Dewhurst’s campaign spokesman, Mike Walz, said in an e-mail that Dewhurst’s calculation was based on comparing the number of delegates and alternates to this June’s state confab and the number of delegates and alternates chosen to attend the 2008 Republican National Convention in Minnesota.
First, Walz pointed to About.com and CNN Web posts, both stating there were 2,380 delegates to the party’s national convention. Next, he noted a recent Dallas Morning News article stating 12,000 GOP activists went to the state convention and a Fort Worth Star-Telegram article stating more than 10,000 delegates and alternates were expected.
We also asked the Republican Party of Texas about its count of 2010 convention attendees. Spokesman Bryan Preston replied that “we have just under 12,000 delegates & alternates. Add the guests and VIPs and we’ll hit” 15,000 to 16,000 participants.
Why so many people? For decades, state party rules have provided one delegate for every 300 votes cast for the Republican nominee in the latest governor’s race, which explains why the biennial gatherings are held in Dallas, Fort Worth, Houston and San Antonio; other cities don’t have halls big enough to cram such crowds into one space.
Driven by the ratio, the party’s potential turnout of delegates and alternates surged from nearly 10,000 in 1984 to more than 17,000 in 2004, according to research by Clint Moore of Houston, a longtime member of the party’s Rules Committee. The number of permitted delegates and alternates dipped to 11,500 in 2008 because Gov. Rick Perry saw a drop in his vote haul in 2006 while fending off three major challengers.
Does that mean the total delegate count could keep rising election after election, mostly because of population growth?
Nope. Delegates voted at last week’s convention to cap delegates at 9,000 starting with the 2012 state convention. The decision ensures that Fort Worth, intended site of the next two conventions, can comfortably serve as host city. The local convention center has a fixed-seat capacity of about 10,500, according to Eric Opiela, a former party executive director just elected to the executive committee.
Nevertheless, the Texas delegate count this year far surpasses the 2008 national convention’s count.
We wondered if there’s another way to compare the sizes of the state and national gatherings.
Bill Riggs, a spokesman for the Republican National Committee, guided us to a study of the economic impact of the 2008 convention on the host cities, Minneapolis-St. Paul. The study, by the Minneapolis-St. Paul 2008 Host Committee, states that 45,000 “guests” came to the Twin Cities for the four-day gathering, driving more than $150 million in spending. Separately, the Dallas Convention & Visitors Bureau told us the recent state convention delivered a local economic impact of more than $6.3 million.

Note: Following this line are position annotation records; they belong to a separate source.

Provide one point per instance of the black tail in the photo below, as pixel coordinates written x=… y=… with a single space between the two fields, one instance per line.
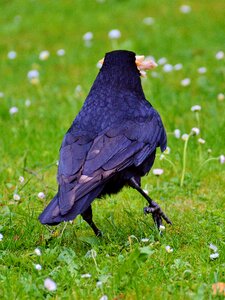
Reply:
x=52 y=215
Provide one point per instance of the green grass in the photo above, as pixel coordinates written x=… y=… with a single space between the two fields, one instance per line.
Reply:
x=30 y=139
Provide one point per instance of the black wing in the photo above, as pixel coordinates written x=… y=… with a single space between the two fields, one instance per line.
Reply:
x=86 y=165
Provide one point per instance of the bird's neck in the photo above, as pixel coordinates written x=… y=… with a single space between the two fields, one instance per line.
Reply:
x=117 y=79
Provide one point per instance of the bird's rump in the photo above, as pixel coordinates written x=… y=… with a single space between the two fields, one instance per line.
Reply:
x=109 y=153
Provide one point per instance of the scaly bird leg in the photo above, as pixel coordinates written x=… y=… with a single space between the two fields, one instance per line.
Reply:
x=153 y=208
x=87 y=216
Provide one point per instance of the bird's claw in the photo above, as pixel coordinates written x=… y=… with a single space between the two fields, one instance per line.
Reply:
x=157 y=214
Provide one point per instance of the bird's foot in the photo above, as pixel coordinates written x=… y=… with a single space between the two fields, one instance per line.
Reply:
x=157 y=214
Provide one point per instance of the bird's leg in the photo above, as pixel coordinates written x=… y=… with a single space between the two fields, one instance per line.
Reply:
x=87 y=216
x=153 y=207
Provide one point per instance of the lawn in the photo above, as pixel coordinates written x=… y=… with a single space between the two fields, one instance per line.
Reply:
x=39 y=98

Riggs also noted a news article published in May by the St. Petersburg (Florida) Times stating that 50,000 delegates, protesters and reporters are expected to attend the 2012 Republican National Convention in Tampa.
So how does Dewhurst’s statement shake out?
This month’s GOP state convention drew more delegates than the 2008 national convention, but economic and other indicators suggest the national convention ultimately draws more people.
Similarly, though Dewhurst’s boast is justified by one measurement, by another it doesn’t add up. We rate his statement Mostly True.